3. Inflammatory Cytokine-Mediated Regulation of Kynurenine Metabolism

3.1. Indoleamine 2,3-Dioxygenase (IDO) and Inflammation Mediators

The first step of TRP catabolism takes place with IDO and TDO, which are generally known to be differently modulated. While IDO is induced by pro-inflammatory cytokines during immune response, TDO is induced by glucagon and corticosteroids [22].
While IFN- γ is regarded as the primary IDO inducer, there is evidence showing that the expression of IDO can be induced independently of IFN- γ [23][24][25]. In vitro data using HTP-a cells, i.e., a human monocytic cell line, have shown that LPS-induced IPO activation is mediated by an IFN-γ-independent mechanism, including the synergistic effects of TNF-β, IL-6, and IL-β 1 [24]
Experiments investigating the role of anti-inflammatory cytokines in IDO expression have shown limited and often conflicting results. This might be due to differences in the models used and experimental conditions applied. For instance, IL-10 as one of the major anti-inflammatory cytokines decreased LPS-mediated IDO protein expression in a dose-dependent manner. However, IFN-γ-mediated IDO protein expression was increased by IL-10 in mouse bone marrow-derived dendritic cells (BMDCs) [26]. This inconsistency may propose that anti-inflammatory cytokines such as IL-10 can differentially regulate the distinct mechanisms of IDO induction. However, it has not been demonstrated whether this occurs in the brain. Notably, IFN-γ-treated IDO expression in a transformed mouse neuronal cell line was suppressed by IL-10 [27]. In addition to the case of IL-10, studies on human monocytes and fibroblasts have suggested that IL-4 can inhibit IDO mRNA induction and IDO activity by IFN-γ. Opposed to this, a study using mouse microglia cells reported that IL-4 can enhance IFN-γ induced IDO mRNA expression, which is diminished by IL-4 antiserum addition [28]. Along with IL-4, IL-13 which utilizes the same receptor subunit in signaling can potentiate IFN-γ treated IDO mRNA expression in mouse microglia cultures [28]. Collectively, these findings indicate that responses to anti-inflammatory cytokines in microglia and peripheral myeloid cells are different.
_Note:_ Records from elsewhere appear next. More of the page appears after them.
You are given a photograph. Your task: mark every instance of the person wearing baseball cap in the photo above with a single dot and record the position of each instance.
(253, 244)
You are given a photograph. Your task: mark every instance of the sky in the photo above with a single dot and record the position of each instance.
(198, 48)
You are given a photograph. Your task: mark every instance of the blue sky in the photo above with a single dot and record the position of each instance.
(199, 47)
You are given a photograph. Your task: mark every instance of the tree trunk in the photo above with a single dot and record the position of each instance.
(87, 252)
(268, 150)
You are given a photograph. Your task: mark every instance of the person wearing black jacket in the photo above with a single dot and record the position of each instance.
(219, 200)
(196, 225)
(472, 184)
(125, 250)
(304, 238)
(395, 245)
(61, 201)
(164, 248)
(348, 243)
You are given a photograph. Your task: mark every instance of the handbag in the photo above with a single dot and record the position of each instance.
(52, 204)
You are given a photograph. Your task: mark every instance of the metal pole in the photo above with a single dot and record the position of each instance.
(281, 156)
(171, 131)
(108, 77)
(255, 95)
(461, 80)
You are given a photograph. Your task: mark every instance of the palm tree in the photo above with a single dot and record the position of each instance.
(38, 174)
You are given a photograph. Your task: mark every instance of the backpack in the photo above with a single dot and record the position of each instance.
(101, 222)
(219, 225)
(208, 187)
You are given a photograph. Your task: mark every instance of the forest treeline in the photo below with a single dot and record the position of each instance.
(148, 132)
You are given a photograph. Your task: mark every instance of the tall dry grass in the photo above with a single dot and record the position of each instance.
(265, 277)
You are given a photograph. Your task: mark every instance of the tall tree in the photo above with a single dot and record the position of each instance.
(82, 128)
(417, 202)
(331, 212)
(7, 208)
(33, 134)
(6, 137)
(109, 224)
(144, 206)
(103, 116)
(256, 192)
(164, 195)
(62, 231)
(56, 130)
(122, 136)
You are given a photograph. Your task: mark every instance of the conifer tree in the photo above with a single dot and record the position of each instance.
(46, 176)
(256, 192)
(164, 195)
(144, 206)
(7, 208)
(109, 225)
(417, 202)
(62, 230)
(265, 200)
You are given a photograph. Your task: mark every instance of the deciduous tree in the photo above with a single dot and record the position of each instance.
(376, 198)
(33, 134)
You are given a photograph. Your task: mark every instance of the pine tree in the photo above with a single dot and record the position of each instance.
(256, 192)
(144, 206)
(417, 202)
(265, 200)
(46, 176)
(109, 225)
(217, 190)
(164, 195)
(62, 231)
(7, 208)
3.2. Kynurenine-3-Monooxygenase (KMO) and Inflammation Mediators

Similar to IDO, pro-inflammatory stimuli may activate KMO enzymes downstream of the pathway. After the systemic inoculation of LPS, KMO expression is induced in rat brain [23]. KMO is also induced in both IFN-γ treated immortalized murine microglia (N11) and macrophage (MTs) cells. However, KYNU is induced only in MT2 whereas 3-HAAO is not affected [29]. In human progenitor cells of hippocampus, transcriptional levels of KMO and KYMU are upregulated following IL-1β [25].

3.3. Kynurenine Aminotransferases (KATs) and Inflammation Mediators

Compared to the expression levels of IDO and other kynurenine enzymes in the neurotoxic branch of the KP, KAT expression is neither elevated nor changed in response to pro-inflammatory stimuli. Systematic LPS inoculation of LPS causes no change in KAT II in rat brain cells [23]. In immortalized murine microglia (N11) and macrophage (MTs) cells, KAT shows constitutive expression. IFN-γ treatment shows no effect on KAT activity [29]. In human progenitor cells of hippocampus, IL-1β treatment downregulates only KAT I and III, showing no effect on KAT II [25].
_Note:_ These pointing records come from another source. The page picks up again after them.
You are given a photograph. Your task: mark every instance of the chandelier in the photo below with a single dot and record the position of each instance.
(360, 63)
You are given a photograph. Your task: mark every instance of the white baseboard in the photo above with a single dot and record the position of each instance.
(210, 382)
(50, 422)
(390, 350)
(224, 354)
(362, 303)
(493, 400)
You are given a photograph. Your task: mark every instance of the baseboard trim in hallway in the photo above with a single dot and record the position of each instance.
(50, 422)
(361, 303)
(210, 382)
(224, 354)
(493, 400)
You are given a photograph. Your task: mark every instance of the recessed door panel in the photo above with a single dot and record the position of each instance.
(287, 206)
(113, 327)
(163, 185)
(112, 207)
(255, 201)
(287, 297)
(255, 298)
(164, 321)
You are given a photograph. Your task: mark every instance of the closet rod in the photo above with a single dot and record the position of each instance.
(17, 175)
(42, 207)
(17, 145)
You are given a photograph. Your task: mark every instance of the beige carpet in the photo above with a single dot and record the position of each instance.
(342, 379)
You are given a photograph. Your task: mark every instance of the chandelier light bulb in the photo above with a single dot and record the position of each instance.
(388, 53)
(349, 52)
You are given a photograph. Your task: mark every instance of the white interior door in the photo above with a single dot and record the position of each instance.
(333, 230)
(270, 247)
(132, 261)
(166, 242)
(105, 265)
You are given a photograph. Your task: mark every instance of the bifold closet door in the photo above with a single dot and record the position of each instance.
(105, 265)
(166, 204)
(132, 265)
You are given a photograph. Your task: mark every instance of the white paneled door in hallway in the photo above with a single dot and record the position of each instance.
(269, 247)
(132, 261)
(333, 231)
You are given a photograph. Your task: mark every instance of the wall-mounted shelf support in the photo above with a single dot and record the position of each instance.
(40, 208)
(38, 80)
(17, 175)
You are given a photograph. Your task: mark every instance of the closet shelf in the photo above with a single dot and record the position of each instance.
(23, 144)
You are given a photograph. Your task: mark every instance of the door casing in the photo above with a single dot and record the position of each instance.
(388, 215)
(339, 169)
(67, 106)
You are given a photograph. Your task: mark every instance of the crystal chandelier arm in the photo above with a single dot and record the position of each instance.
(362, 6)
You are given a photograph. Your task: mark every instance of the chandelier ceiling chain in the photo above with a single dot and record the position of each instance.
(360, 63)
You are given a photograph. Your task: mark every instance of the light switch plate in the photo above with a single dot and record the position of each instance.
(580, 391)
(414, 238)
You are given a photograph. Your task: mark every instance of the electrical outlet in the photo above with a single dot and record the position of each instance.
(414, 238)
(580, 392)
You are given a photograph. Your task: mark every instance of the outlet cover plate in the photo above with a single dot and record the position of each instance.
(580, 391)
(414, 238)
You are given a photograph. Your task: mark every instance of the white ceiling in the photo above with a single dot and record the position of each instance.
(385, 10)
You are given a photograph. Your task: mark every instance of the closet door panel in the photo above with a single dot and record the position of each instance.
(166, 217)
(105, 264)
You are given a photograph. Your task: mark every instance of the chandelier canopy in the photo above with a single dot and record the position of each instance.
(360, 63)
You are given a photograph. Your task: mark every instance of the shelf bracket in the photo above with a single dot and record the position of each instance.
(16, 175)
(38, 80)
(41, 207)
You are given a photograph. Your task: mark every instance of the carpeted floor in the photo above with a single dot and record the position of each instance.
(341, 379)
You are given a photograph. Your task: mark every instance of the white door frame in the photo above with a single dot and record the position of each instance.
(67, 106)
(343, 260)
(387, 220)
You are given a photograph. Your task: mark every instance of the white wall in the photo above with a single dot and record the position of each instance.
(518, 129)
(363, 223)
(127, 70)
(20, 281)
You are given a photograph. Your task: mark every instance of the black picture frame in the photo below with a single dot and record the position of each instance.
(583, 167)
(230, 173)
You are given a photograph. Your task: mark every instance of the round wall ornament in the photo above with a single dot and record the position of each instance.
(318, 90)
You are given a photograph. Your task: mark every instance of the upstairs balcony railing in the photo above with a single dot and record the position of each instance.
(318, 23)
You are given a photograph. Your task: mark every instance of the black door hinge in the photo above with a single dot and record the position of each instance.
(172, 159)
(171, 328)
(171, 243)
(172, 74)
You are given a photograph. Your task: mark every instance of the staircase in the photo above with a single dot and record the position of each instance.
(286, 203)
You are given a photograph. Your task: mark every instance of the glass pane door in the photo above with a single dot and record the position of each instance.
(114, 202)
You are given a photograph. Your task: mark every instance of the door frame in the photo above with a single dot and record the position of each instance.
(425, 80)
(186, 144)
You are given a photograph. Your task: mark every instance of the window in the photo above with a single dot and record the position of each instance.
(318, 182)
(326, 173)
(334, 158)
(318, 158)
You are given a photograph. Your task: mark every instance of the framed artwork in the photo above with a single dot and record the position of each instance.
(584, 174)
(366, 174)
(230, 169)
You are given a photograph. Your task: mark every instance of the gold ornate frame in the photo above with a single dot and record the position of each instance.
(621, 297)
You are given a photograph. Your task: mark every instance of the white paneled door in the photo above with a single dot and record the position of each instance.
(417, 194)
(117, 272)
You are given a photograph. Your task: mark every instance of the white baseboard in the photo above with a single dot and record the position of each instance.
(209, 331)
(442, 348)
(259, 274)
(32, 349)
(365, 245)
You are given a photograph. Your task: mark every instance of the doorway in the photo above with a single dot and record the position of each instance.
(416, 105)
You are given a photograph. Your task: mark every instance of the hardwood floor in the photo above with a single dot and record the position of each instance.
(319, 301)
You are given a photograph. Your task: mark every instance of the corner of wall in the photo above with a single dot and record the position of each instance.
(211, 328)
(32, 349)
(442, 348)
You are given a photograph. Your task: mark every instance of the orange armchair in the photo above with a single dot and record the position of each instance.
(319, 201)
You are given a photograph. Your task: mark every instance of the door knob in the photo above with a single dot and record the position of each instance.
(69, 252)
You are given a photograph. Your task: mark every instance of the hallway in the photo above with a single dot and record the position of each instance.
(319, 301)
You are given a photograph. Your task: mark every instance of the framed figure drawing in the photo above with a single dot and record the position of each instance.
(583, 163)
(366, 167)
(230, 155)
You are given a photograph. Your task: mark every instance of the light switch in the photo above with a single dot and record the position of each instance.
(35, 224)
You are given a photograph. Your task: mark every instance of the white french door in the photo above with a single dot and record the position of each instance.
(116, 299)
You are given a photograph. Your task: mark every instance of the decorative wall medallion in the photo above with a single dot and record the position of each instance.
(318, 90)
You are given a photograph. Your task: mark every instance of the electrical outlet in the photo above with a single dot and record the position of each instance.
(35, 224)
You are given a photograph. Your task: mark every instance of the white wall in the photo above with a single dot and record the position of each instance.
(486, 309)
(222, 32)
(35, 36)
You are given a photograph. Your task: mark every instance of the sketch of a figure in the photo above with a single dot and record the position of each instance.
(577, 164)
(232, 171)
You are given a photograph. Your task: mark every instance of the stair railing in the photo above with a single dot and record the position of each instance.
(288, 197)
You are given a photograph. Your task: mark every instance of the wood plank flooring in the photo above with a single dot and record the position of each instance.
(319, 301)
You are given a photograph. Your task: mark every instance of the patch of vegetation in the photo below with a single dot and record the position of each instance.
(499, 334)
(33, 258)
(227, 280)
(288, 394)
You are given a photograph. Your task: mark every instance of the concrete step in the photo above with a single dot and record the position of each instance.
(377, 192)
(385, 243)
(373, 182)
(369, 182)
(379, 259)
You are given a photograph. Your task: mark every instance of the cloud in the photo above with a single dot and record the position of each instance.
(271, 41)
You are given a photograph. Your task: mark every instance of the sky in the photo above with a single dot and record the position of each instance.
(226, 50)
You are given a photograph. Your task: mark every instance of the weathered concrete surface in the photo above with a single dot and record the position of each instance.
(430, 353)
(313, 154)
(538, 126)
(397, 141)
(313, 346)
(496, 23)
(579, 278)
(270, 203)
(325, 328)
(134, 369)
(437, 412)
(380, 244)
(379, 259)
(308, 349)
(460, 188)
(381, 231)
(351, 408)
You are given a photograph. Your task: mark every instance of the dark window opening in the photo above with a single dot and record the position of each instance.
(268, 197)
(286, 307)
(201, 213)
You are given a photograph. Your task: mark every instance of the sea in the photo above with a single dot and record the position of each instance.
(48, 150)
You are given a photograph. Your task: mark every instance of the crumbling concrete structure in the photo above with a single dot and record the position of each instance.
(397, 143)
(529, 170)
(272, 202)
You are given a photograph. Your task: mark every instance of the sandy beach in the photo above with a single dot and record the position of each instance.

4. Genetic Links between Inflammation and Kynurenine Metabolism in ADHD

Genetic studies have supported that gene polymorphisms are linked to the inflammatory pathway in ADHD. In a total of 398 subjects, Smith et al. [30] evaluated a set of 164 single-nucleotide polymorphisms (SNPs) from 31 candidate genes and found that two SNPs in the ciliary neurotrophic factor receptor (CNTFR) were associated with the severity of ADHD inattentive symptom. Odell et al. [31] conducted a population-based association study with 546 ADHD patients vs. 546 controls and proposed an association between CNTFR and ADHD in both children and adults. They also reported an association between ADHD and major histocompatibility complex genes, demonstrating the role of inflammation and autoimmunity in this disorder.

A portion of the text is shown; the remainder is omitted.